Remember, when the doctor comes out of the operating room and says, “we got it all” it is an assumption that we have the power to say that no “spread” will occur. This is also an unproven assumption. Control of something that doesn’t need to be controlled is overtreatment. I submit that most of the time, this is the case. We like to think that we, patients and doctors, have much more control of outcomes than we usually do.

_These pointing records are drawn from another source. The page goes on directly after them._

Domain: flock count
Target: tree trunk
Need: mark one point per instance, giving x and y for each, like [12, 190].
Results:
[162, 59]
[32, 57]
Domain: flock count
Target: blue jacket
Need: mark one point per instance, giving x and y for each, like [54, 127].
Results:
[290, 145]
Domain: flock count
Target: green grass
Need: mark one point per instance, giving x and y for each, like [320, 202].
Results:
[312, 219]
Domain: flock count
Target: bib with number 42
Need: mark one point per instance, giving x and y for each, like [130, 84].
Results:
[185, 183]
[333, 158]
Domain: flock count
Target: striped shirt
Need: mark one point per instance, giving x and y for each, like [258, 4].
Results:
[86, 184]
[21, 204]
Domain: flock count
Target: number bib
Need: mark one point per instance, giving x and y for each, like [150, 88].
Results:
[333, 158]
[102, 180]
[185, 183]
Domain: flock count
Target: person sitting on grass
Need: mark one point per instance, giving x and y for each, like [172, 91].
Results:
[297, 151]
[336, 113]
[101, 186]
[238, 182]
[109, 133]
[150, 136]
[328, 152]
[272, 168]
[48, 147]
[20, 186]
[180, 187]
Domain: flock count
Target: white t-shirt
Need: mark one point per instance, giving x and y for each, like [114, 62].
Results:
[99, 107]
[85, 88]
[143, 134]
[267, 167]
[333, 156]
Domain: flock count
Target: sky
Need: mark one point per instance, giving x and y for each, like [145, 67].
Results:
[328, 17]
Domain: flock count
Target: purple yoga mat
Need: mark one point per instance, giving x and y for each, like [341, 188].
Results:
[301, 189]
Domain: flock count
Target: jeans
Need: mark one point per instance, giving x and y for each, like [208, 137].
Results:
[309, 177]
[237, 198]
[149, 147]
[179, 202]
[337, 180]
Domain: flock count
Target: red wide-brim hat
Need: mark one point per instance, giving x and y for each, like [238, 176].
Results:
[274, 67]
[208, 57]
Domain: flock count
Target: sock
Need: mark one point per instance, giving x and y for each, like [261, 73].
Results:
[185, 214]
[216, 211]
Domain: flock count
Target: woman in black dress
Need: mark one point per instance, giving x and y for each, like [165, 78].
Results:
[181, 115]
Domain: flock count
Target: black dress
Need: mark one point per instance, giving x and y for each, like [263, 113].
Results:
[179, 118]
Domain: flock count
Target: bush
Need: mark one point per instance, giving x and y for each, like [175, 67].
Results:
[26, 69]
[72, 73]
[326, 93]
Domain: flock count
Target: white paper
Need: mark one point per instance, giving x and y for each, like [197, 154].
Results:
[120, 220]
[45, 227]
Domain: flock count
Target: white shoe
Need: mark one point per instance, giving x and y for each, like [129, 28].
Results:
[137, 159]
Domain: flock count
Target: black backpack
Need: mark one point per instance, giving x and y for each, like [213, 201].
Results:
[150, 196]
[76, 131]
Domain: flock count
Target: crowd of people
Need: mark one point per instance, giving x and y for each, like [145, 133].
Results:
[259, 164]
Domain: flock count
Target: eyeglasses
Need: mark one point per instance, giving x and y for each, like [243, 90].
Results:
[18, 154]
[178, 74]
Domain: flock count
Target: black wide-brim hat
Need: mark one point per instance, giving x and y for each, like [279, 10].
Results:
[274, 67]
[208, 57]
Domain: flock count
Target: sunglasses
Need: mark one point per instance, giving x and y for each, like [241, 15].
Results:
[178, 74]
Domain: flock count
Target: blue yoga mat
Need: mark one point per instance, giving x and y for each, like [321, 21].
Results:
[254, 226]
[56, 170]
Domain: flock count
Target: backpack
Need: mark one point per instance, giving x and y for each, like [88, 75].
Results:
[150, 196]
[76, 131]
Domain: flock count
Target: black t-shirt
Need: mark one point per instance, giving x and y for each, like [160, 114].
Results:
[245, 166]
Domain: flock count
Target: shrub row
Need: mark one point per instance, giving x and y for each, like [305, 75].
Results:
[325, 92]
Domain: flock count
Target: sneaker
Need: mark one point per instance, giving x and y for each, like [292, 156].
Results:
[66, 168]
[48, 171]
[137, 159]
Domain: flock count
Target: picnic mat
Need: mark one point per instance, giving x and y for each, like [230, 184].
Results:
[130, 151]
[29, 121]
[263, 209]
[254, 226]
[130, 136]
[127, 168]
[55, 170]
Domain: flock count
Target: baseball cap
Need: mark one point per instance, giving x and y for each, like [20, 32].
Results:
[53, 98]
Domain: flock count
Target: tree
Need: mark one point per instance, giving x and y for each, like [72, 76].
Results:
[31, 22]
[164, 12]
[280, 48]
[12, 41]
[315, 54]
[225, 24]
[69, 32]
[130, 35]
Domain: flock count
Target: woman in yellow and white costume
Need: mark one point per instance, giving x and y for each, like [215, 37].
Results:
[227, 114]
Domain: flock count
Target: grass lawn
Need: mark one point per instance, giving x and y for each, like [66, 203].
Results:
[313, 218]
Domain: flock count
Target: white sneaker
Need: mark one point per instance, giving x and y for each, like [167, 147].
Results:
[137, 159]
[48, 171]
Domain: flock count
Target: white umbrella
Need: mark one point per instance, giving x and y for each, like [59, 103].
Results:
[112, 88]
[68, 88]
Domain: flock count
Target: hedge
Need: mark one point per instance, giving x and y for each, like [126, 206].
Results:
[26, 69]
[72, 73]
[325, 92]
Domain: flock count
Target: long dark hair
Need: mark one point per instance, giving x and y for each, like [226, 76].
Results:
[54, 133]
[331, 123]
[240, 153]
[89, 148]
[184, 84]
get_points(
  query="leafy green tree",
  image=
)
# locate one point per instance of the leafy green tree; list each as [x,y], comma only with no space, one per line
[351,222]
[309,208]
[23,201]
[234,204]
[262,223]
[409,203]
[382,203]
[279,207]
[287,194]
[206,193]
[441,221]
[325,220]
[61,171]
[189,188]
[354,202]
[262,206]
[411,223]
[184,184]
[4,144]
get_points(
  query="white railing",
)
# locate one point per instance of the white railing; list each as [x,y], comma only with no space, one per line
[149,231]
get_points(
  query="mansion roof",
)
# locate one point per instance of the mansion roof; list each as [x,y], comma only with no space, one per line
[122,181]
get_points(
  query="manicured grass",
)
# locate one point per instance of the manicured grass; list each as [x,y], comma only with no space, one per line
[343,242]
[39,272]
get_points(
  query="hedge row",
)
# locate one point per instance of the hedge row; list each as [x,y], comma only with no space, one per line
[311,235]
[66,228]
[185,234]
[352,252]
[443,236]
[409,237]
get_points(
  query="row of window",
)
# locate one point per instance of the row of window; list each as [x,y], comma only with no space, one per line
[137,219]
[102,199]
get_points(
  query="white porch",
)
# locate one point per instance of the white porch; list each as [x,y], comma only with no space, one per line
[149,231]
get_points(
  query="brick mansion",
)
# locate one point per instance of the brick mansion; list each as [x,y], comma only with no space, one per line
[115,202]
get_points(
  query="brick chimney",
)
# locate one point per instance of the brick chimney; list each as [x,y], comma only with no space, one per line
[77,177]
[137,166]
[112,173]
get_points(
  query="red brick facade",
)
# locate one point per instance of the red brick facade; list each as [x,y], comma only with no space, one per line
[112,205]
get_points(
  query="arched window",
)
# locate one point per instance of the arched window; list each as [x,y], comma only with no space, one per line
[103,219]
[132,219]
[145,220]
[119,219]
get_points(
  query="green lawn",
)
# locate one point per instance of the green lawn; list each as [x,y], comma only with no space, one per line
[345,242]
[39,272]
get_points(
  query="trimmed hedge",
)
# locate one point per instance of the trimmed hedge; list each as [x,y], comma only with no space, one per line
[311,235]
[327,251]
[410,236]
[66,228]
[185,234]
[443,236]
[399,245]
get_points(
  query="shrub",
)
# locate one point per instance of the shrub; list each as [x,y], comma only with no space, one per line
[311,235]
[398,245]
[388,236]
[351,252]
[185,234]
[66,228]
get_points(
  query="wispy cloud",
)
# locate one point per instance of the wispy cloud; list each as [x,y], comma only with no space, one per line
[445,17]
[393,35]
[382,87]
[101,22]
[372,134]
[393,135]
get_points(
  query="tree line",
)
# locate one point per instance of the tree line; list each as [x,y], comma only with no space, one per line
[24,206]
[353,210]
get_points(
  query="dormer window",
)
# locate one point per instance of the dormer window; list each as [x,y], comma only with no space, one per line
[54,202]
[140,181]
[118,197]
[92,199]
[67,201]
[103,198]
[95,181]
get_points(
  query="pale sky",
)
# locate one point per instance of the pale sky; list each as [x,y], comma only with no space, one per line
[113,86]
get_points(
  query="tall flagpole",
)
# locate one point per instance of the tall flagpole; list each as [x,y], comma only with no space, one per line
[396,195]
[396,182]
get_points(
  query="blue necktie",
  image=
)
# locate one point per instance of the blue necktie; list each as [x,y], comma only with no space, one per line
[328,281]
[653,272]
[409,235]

In my 40 years of experience as a urological surgeon, almost all of those who have died of prostate cancer have horrible feeling prostate cancers the first time I examine them. These are ones whose lives we are prolonging not by surgery or radiation, but by hormone manipulation, i.e. medical or surgical castration which has been used for 70 years. It is, in my opinion these men who have benefited by the press barrage about prostate cancer, rather than those men who have early detection of early disease that has lowered the number of overall deaths from cancer. These latter men until we have a true prospective study of the kind I propose, (and I fear we will never get due to economic and legal incentives) will continue to lose their manhood and their urinary continence.
Please, understand, I am not advocating hormone treatment except for those whose PSA is 25-50 or more or whose prostate is obviously cancerous on rectal examination. What I am advocating is skillful neglect of a PSA (confirmed!!) of less than 20 or better yet, refusal of the patient with PSA in the 10-25 range to have a biopsy if the urologist, after referral for a confirmatory rectal exam does not feel something that he is SURE is cancer.